The Court in Bostock relatedly rejected the idea that “the no-elephants-in-mouseholes canon” of statutory interpretation – the idea that Congress does not hide major regulatory changes in minor statutory provision – supported the effort to limit Title VII’s notion of prohibited sex discrimination.
We can’t deny that today’s holding—that employers are prohibited from firing employees on the basis of homosexuality or transgender status—is an elephant. But where’s the mousehole? Title VII’s prohibition of sex discrimination in employment is a major piece of federal civil rights legislation. It is written in starkly broad terms. It has repeatedly produced unexpected applications, at least in the view of those on the receiving end of them. Congress’s key drafting choices—to focus on discrimination against individuals and not merely between groups and to hold employers liable whenever sex is a but-for cause of the plaintiff ’s injuries—virtually guaranteed that unexpected applications would emerge over time. This elephant has never hidden in a mousehole; it has been standing before us all along.
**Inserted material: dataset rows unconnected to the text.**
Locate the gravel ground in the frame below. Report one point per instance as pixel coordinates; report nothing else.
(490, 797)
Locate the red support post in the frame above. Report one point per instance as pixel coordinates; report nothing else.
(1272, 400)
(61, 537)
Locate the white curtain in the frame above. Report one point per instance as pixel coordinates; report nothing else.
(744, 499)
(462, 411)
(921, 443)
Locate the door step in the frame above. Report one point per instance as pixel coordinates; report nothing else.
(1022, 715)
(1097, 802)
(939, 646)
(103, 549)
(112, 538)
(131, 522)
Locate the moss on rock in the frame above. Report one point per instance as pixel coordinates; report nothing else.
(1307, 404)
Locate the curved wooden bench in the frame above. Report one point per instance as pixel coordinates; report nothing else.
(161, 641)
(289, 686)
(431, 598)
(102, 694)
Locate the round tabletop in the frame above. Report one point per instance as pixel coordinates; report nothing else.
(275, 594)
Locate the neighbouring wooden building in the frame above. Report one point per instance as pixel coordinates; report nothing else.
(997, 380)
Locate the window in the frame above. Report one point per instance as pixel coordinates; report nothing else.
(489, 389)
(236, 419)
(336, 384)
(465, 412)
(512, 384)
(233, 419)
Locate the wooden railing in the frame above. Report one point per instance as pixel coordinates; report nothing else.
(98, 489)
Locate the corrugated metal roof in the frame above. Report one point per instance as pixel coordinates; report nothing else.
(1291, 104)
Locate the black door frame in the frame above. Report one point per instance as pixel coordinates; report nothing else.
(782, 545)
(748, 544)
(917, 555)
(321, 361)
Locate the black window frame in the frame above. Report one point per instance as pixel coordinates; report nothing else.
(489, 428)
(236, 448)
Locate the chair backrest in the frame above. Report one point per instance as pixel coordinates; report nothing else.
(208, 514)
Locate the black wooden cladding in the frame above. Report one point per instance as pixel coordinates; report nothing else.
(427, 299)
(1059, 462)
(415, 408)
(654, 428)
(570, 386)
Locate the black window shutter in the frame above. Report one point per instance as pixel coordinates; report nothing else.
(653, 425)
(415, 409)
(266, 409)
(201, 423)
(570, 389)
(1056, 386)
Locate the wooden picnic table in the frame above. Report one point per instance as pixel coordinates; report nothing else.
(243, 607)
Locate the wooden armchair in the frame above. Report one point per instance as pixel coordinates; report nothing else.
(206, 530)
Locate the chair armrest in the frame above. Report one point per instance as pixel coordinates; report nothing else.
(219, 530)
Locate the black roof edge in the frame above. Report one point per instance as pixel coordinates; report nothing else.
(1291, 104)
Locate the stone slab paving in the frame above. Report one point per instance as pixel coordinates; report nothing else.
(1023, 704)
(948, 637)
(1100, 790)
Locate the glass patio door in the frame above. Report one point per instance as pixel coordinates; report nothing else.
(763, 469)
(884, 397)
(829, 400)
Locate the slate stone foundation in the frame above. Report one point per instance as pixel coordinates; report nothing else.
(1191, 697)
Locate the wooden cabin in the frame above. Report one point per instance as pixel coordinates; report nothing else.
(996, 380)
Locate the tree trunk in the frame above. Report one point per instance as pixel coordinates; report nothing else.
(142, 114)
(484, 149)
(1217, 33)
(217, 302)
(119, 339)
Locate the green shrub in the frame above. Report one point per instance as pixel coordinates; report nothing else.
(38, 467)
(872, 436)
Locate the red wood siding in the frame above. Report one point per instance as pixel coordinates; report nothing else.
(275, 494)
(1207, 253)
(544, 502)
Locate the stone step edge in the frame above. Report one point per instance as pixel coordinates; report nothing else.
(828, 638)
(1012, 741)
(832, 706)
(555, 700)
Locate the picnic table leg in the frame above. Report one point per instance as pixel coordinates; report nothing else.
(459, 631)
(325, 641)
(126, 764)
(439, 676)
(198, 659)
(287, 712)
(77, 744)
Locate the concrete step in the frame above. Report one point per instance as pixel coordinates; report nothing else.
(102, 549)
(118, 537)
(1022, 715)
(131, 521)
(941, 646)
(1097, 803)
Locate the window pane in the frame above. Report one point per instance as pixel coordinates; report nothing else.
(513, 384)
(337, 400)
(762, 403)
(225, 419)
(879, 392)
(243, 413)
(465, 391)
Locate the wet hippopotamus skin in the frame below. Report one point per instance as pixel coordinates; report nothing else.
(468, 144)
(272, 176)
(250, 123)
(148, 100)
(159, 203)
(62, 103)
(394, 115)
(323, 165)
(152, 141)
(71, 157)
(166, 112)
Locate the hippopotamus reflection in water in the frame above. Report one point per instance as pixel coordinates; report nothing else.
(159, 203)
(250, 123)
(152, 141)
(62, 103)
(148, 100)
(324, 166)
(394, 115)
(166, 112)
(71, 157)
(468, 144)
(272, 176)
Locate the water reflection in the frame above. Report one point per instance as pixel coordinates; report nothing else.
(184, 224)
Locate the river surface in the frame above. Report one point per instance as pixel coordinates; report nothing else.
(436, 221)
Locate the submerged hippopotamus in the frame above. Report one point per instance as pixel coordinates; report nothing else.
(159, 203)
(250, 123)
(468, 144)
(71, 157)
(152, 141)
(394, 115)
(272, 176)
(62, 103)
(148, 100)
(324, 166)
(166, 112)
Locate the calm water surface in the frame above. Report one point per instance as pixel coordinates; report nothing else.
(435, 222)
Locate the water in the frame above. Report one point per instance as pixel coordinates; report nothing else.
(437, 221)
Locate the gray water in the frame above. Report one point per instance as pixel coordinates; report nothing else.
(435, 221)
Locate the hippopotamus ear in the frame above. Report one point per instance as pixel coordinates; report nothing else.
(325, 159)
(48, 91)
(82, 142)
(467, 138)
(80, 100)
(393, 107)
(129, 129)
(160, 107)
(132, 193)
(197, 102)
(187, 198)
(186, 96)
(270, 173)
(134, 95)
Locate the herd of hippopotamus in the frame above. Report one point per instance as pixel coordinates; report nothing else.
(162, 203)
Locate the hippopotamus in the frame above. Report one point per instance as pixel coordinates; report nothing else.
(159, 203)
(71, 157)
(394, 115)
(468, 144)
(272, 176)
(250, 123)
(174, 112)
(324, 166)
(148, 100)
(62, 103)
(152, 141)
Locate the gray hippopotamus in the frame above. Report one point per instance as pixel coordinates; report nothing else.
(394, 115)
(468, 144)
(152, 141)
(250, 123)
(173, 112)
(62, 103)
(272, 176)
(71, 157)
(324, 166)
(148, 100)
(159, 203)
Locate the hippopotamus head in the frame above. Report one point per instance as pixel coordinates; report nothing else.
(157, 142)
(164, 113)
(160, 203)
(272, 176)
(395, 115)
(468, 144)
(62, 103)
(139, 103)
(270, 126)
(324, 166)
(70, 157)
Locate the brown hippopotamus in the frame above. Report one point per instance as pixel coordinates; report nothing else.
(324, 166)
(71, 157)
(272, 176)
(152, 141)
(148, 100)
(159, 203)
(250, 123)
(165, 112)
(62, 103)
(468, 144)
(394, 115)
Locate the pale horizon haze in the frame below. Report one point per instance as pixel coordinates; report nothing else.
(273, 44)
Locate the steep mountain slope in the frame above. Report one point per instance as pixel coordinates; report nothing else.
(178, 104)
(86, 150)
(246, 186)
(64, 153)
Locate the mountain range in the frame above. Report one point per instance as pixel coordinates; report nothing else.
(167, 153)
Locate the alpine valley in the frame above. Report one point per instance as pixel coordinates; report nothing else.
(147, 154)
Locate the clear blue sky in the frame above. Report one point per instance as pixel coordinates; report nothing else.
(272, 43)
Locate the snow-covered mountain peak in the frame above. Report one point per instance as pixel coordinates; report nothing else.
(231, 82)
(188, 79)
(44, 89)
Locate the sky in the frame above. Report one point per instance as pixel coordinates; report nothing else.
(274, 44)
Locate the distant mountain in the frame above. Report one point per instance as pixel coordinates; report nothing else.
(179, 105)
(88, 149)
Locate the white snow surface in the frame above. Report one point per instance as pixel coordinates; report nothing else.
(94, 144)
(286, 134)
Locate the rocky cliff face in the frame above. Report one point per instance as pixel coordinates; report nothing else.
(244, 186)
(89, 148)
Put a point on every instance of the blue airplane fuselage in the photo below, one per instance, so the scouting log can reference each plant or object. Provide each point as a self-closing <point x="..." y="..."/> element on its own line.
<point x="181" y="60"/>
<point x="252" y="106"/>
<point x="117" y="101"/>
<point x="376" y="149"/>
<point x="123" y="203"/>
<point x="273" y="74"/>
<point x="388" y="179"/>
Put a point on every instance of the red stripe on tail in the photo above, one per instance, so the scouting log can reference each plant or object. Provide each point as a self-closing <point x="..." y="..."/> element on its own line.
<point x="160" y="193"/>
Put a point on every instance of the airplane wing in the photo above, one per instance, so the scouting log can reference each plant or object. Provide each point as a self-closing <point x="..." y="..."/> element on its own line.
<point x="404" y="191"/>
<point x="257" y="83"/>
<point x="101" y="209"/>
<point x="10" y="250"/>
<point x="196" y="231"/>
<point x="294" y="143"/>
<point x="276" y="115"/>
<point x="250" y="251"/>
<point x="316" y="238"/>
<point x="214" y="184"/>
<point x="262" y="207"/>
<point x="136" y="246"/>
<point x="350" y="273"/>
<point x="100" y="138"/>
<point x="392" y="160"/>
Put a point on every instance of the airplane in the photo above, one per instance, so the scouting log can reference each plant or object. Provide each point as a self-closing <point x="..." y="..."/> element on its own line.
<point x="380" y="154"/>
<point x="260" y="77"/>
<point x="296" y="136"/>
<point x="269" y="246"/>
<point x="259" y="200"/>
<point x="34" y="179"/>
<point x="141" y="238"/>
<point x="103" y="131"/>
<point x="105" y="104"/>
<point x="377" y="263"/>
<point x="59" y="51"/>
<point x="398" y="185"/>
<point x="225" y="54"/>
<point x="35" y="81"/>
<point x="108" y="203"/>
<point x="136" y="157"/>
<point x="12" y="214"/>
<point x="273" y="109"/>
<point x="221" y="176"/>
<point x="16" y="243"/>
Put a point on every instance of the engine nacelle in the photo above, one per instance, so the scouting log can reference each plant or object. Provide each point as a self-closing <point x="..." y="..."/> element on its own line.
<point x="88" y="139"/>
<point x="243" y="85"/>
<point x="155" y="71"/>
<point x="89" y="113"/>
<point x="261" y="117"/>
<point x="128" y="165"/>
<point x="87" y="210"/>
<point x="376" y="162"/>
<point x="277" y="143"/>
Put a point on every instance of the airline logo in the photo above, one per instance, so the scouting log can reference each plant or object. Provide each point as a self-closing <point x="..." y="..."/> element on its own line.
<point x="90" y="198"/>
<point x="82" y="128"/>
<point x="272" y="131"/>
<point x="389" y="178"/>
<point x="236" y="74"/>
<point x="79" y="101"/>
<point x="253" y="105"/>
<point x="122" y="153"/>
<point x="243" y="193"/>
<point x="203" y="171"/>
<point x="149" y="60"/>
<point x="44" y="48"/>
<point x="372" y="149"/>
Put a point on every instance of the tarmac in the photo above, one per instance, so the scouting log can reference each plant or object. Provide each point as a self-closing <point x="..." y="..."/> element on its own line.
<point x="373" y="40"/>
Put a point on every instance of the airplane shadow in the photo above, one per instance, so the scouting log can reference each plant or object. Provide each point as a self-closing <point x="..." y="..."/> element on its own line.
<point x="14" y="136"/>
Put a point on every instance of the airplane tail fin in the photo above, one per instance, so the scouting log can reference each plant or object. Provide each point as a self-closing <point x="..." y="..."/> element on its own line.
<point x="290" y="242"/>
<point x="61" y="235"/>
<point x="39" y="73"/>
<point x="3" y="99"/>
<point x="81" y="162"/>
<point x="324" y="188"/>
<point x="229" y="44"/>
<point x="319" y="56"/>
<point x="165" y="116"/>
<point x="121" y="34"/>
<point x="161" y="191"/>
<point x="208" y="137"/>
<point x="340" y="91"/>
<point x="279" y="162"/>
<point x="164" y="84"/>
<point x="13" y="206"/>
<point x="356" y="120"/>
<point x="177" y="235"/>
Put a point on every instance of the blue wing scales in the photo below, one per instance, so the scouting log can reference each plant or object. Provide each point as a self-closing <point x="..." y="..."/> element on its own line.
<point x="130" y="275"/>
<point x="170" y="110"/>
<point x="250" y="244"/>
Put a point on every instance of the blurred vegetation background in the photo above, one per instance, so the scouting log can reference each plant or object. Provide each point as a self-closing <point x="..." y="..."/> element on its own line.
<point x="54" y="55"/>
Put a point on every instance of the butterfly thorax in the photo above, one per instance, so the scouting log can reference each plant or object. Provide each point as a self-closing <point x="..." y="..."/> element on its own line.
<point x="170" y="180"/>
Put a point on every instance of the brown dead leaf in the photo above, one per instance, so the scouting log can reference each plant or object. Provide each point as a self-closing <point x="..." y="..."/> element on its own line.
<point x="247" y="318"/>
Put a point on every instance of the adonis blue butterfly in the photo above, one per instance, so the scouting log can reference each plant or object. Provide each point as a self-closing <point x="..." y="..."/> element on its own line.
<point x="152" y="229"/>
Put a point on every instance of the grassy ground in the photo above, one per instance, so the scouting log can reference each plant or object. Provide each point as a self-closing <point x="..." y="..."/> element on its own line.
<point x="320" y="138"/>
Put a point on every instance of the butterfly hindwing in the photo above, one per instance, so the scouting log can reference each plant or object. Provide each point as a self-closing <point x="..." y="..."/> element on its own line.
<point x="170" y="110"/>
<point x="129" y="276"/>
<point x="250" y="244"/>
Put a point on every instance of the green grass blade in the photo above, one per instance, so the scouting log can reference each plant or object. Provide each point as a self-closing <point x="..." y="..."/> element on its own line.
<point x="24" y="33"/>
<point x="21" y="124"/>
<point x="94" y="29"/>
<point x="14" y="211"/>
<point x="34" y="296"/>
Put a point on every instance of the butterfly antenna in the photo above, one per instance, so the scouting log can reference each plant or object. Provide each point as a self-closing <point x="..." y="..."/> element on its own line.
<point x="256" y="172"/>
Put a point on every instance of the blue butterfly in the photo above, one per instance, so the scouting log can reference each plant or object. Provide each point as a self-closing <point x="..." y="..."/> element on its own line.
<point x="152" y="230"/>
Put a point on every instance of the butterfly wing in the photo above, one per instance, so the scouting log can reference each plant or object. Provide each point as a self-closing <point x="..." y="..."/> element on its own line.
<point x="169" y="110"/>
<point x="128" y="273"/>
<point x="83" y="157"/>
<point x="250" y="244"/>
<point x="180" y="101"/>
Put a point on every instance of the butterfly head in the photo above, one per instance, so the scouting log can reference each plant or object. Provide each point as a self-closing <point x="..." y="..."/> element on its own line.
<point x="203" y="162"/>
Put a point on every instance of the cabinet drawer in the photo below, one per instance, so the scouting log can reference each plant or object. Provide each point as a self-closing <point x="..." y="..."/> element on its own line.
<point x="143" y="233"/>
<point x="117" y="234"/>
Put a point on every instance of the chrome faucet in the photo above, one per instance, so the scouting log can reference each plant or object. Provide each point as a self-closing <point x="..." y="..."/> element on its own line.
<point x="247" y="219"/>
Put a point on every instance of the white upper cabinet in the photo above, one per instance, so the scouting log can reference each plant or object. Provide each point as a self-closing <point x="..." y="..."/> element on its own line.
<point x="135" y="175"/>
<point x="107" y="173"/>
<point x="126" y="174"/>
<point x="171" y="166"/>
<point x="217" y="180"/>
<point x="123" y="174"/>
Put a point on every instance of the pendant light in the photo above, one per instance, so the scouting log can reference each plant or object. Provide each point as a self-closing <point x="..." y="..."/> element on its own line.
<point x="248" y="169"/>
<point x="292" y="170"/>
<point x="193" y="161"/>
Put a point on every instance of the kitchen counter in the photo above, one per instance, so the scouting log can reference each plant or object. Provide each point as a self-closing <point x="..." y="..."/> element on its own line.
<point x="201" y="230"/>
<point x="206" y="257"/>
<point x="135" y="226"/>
The fact that “undesirable … consequences” might follow from the Court’s interpretation of Title VII was a mere “naked policy appeal[,]” and to embrace that would abandon “any pretense of statu­tory interpretation.”

Justice Gorsuch’s ideas of what statutory text does and does not plainly say is contestable – as the dissents in these cases believed – but his textualist approach to statutory interpretation may lead him places that are more ideologically diverse than we might see were he not to profess that interpretive commitment.